Also, I've gone to church every Sunday except for one.  Church officially starts at 9:30am, but in reality starts closer to 10, but it lasts until at least noon.  I now just head over at 10:30 because none of it is in English, and that way I don't have to sit there for more than three hours even if it's a really long service.  They usually have three donations (one time there were five), and everyone gives something each time.  There is a lot of dancing and singing to accompany the long services, but the pews are very uncomfortable and it can get quite hot in the church.  But going to church is a great way for me to participate in something, and everyone gets to see me at church.  They love the fact that I'm there every Sunday.
Week 8 (Oct 22 - 26):  Yesterday, Monday, I went to Hohoe to print off and mail my absentee ballot.  GO OBAMA! I also visited the market there and loaded up on vegetables and peanut butter.  I searched for an Obama shirt, but apparently they are only available in Accra.  For those of you who haven't been to Ghana and seen the Obama shirts, they are awesome!  They are red, white, and blue; they have a bunch of stars; they say "44th President of the United States: Barack Obama;" and they have a great picture of Mr. President himself right on the front.  I was really hoping I could get a sleeveless one just because they're so good.
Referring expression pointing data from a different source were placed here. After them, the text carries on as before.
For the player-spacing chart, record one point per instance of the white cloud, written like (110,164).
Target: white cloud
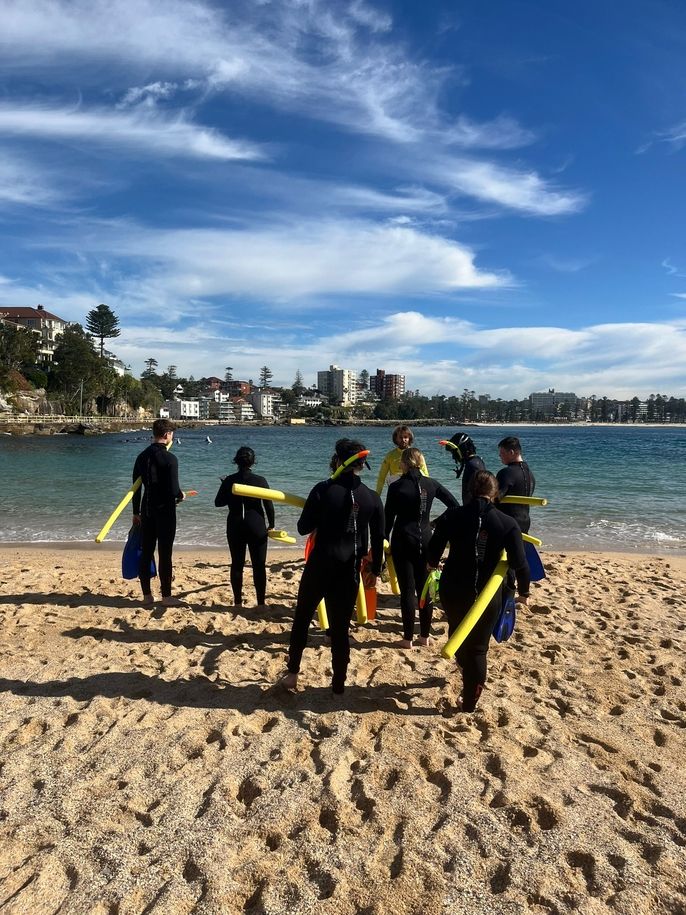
(289,262)
(147,130)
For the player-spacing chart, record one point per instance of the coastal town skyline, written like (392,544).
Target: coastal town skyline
(452,193)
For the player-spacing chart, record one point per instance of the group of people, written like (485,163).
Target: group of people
(347,523)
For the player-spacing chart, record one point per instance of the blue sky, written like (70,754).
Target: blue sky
(486,196)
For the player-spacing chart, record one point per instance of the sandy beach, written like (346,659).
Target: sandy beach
(150,764)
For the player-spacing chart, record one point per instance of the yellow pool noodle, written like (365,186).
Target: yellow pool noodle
(118,510)
(273,495)
(361,604)
(476,611)
(392,577)
(523,500)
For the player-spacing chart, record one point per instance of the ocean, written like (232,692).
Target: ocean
(609,488)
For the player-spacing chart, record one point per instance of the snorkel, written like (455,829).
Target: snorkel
(360,456)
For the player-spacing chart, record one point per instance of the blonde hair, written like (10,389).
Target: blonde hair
(411,458)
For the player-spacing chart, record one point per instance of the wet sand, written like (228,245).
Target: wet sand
(149,763)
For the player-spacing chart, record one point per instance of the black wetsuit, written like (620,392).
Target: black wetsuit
(471,466)
(245,528)
(516,479)
(408,511)
(155,501)
(346,515)
(477,533)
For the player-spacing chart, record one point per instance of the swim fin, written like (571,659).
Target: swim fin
(132,554)
(536,570)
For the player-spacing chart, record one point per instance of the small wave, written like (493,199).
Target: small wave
(632,532)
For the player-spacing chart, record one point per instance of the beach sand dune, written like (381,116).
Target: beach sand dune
(150,765)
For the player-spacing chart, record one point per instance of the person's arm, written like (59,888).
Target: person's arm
(309,517)
(383,473)
(137,496)
(222,497)
(376,537)
(268,505)
(516,558)
(438,542)
(390,511)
Today, I woke up with a pretty sore throat after a night of fitful sleep.  I was feeling chilled and feverish, and I genuinely thought I would be sick this morning.  After drinking some water and eating an egg sandwich, I made enough of a recovery to get psyched up for school.  Classes actually went pretty well today, and I laid down the law in my math class.  Almost half the class now has a nice sized portion of grass to weed because they were being a little too talkative.
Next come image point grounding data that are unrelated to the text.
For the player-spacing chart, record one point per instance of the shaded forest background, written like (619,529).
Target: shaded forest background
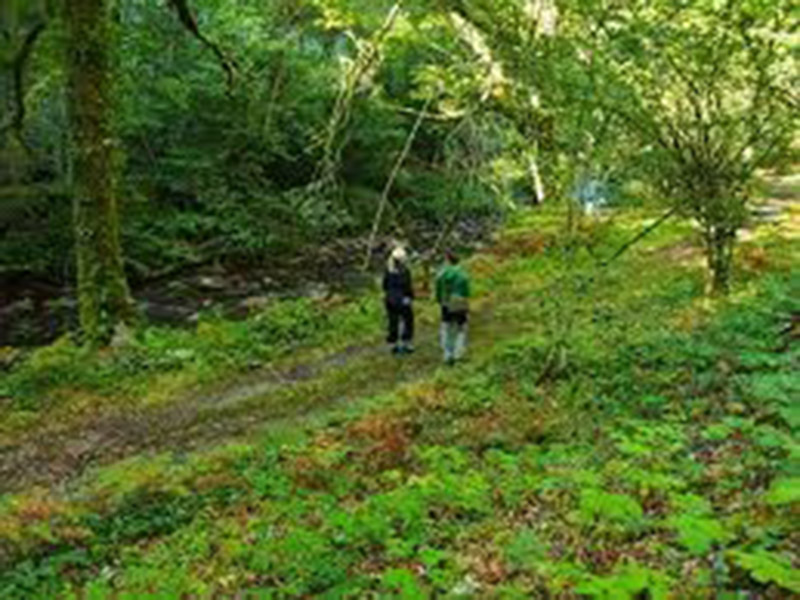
(250,133)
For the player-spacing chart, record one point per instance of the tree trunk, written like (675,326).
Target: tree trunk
(719,248)
(103,296)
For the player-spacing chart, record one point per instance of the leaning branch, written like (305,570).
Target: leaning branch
(392,177)
(641,235)
(18,65)
(188,20)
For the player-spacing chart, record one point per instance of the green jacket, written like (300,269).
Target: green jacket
(453,288)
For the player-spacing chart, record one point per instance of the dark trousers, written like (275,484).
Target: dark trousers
(398,314)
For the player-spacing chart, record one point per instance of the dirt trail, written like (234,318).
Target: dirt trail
(264,400)
(267,399)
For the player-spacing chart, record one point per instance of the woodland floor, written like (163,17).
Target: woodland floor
(113,472)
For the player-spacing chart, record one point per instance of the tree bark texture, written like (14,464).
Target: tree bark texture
(103,296)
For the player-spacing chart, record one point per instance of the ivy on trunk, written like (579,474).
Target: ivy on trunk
(103,295)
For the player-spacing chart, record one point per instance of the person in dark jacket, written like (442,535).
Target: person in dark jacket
(399,294)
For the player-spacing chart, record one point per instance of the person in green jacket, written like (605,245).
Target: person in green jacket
(452,294)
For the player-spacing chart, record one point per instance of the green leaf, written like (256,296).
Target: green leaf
(697,533)
(768,567)
(784,491)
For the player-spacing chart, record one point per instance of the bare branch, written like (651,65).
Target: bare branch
(190,23)
(18,64)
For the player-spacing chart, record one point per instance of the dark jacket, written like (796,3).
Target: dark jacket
(397,286)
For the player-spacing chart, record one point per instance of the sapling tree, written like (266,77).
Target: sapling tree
(707,90)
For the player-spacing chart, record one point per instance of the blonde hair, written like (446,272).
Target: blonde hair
(397,258)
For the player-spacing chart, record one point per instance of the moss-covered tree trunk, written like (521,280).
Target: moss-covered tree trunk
(103,295)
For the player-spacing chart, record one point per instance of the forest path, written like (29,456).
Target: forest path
(275,397)
(268,399)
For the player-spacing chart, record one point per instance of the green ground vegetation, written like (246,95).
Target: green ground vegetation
(614,434)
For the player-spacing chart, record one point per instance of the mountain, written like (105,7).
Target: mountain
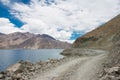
(101,37)
(30,41)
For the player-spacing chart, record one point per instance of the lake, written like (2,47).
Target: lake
(9,57)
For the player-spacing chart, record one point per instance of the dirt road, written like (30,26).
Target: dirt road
(78,68)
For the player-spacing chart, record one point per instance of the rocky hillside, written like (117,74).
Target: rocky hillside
(30,41)
(111,69)
(101,37)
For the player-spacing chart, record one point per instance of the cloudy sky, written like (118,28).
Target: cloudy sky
(65,20)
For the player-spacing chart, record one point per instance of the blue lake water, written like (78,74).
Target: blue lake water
(9,57)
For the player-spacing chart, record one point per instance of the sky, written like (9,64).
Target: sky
(65,20)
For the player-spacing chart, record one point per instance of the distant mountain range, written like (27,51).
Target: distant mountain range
(101,37)
(28,40)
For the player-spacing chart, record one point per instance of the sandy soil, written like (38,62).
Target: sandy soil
(78,68)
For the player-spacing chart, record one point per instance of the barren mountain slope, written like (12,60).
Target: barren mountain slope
(100,37)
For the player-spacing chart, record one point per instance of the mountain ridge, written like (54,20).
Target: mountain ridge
(100,37)
(19,40)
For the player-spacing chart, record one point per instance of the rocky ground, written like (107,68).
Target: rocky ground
(77,67)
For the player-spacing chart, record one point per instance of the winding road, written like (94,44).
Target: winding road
(79,68)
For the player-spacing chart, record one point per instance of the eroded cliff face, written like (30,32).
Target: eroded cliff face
(101,37)
(30,41)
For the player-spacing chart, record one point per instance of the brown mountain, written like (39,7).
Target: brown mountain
(101,37)
(30,41)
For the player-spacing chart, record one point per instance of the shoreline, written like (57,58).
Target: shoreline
(25,70)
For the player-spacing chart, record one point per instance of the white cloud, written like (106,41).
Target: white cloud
(7,27)
(63,17)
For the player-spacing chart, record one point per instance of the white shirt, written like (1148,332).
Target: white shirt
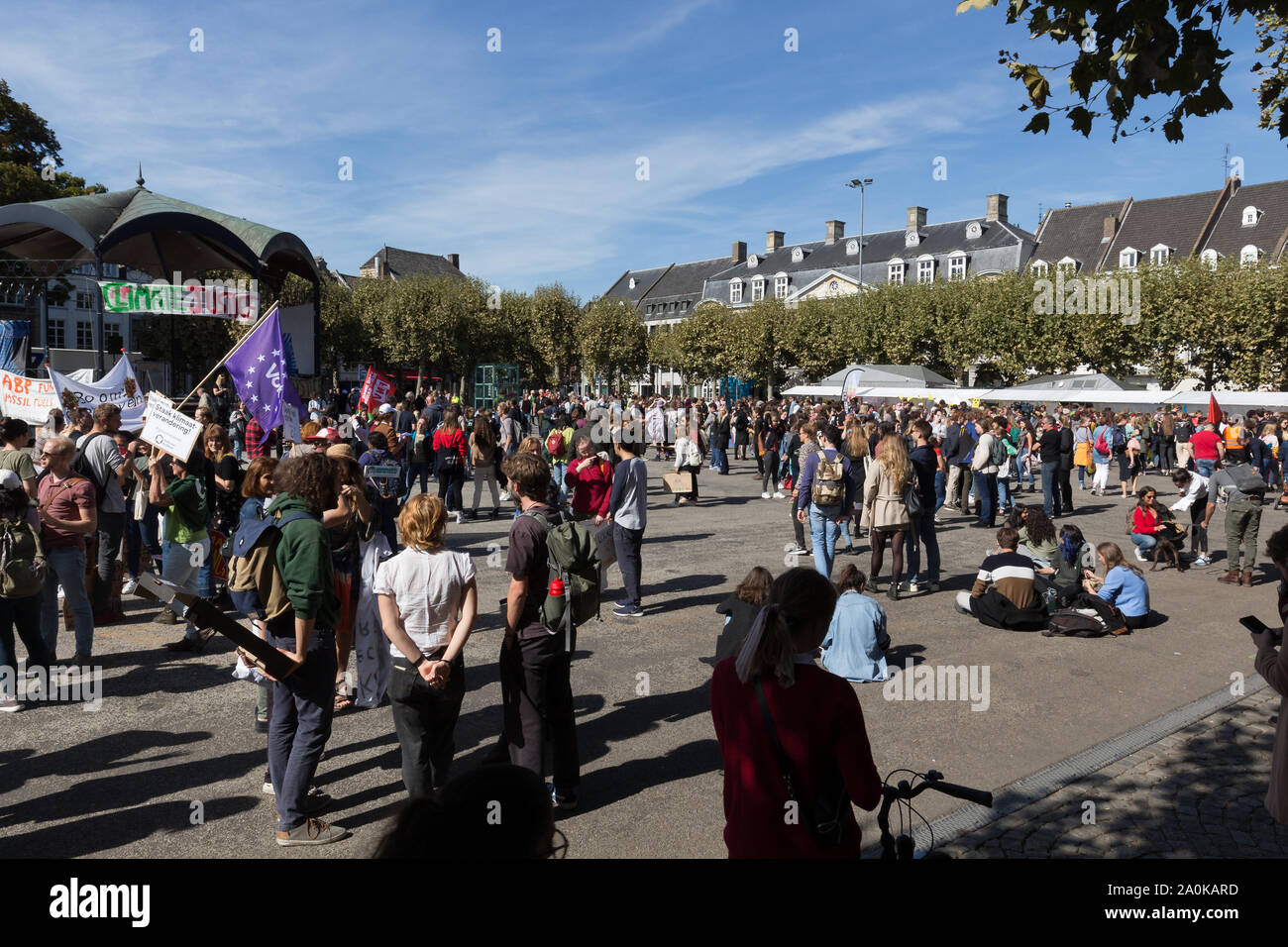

So phew! That's a brief synopsis of the last eight weeks.  Thanks for reading, and it's great to hear that people enjoy my blog.  Please let me know if there's anything in particular you want to hear about because I do take requests :)
PS. I bought some chicken sausages yesterday in Hohoe and cooked two of them last night.  I ate them with ketchup and onion on some bread.  I'm pretty sure it was the best hotdog I've ever had.  I miss American food.  Especially meat and junk/fast food.